Menurut Naqvi, (1985) etika islam dalam hal konsumsi adalah sebagai berikut:
1. Tauhid (unity atau kesatuan)
Dalam perspektif islam, kegiatan konsumsi dilakukan dalam rangka beribadah kepada Allah SWT. Adapun dalam pandangan kapitalistik, konsumsi merupakan fungsi keinginan dari keinginan, nafsu, harga barang, pendapatan, dan lain-lain tanpa memperdulikan dimensi spiritual, kepentingan orang lain dan tanggung jawab atas segala perilakunya.
2. Adil (equilibrum)
Islam memperbolehkan manusia untuk menikmati berbagai karunia kehidupan dunia yang disediakan Allah SWT. Sebagaimana disebutkan dalam Q.S. Al-Baqarah [2]: 168.
Yang artinya: "wahai manusia! Makanlah dari (makanan) yang halal dan baik yang terdapat di bumi, dan janganlah kamu mengikuti langkah-langkah setan. Sungguh setan itu musuh yang nyata bagimu." (Q.S. Al-Baqarah [2]: 168)

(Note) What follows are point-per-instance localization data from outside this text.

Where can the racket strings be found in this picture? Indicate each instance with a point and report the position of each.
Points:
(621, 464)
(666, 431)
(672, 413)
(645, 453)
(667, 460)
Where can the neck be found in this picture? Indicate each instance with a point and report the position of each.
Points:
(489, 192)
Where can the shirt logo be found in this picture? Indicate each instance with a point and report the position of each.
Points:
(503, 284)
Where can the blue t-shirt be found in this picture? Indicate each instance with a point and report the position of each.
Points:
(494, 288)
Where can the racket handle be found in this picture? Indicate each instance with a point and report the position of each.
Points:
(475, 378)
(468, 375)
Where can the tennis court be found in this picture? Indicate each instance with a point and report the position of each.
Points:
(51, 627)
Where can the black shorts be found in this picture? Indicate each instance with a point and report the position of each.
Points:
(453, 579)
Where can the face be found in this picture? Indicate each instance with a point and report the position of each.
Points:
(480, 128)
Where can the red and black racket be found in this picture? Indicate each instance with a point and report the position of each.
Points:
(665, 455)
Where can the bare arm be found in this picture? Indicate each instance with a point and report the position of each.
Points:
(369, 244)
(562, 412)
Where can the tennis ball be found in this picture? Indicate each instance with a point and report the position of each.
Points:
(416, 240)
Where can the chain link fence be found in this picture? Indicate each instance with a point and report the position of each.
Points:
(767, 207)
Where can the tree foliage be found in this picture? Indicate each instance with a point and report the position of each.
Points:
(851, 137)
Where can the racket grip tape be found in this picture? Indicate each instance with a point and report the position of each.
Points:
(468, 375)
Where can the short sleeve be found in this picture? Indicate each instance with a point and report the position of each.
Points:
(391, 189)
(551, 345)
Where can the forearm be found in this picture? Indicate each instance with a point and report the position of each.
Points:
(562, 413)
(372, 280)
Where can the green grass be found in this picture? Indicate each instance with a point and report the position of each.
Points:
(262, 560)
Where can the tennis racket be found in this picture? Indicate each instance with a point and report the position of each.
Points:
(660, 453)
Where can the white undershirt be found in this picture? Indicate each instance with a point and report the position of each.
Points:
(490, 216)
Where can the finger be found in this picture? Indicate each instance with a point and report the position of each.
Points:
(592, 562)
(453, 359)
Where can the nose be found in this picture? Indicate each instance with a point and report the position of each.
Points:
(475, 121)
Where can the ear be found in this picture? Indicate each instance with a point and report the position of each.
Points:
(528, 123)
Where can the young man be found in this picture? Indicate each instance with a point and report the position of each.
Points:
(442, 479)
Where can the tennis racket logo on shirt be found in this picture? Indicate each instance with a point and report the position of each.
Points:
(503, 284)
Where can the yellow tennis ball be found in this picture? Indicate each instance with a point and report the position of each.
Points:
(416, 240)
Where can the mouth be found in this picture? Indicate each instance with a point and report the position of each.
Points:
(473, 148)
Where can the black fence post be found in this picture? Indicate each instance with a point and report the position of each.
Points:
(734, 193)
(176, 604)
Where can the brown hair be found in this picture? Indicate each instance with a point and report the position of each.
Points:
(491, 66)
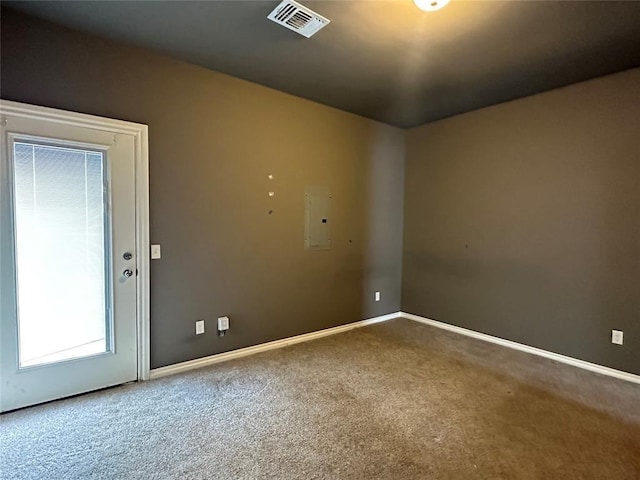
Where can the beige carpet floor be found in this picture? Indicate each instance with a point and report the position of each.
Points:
(397, 400)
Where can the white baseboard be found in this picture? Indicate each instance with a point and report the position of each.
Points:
(263, 347)
(593, 367)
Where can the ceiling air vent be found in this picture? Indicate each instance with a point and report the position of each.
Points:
(298, 18)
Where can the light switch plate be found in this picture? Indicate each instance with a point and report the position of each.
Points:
(155, 252)
(199, 327)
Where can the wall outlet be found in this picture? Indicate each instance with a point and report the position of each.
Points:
(199, 327)
(223, 324)
(617, 337)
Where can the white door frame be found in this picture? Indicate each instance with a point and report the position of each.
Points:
(140, 134)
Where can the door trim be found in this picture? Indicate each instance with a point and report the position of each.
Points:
(140, 133)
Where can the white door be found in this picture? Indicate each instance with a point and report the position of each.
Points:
(69, 262)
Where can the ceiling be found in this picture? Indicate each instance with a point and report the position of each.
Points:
(384, 60)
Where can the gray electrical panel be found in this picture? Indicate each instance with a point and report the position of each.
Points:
(317, 221)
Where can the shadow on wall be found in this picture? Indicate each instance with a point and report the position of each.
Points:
(383, 222)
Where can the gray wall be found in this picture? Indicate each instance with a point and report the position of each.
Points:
(522, 220)
(213, 140)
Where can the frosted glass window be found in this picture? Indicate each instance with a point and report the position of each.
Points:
(61, 253)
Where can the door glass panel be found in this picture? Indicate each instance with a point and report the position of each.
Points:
(61, 253)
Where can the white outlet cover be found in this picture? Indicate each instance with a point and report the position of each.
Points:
(199, 327)
(617, 337)
(223, 323)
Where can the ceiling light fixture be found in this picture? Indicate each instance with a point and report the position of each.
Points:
(430, 5)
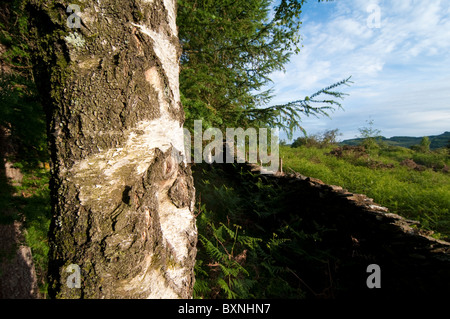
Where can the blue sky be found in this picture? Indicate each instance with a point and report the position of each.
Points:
(400, 66)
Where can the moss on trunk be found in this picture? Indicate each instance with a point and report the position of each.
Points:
(122, 203)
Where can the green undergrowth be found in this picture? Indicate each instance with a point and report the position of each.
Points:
(29, 203)
(249, 247)
(420, 191)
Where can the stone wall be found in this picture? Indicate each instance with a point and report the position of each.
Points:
(363, 233)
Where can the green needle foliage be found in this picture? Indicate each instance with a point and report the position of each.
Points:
(230, 49)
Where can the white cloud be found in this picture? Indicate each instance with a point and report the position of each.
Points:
(401, 70)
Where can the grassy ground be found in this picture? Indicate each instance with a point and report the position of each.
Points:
(421, 192)
(29, 203)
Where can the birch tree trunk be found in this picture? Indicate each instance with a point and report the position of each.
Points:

Akan tetapi, pemanfaatan atas karunia Allah tersebut harus dilakukan secara adil sesuai dengan syariat sehingga selain mendapat keuntungan material, ia juga merasakan kepuasan spiritual.
3. Kehendak bebas (free will)
Alam semesta adalah milik Allah SWT, manusia diberikan kekuasaan untuk mengambil keuntungan dan memanfaatkan sebanyak-banyaknya dengan baik dan  sesuai dengan kemampuannya atas barang-barang ciptaan Allah SWT.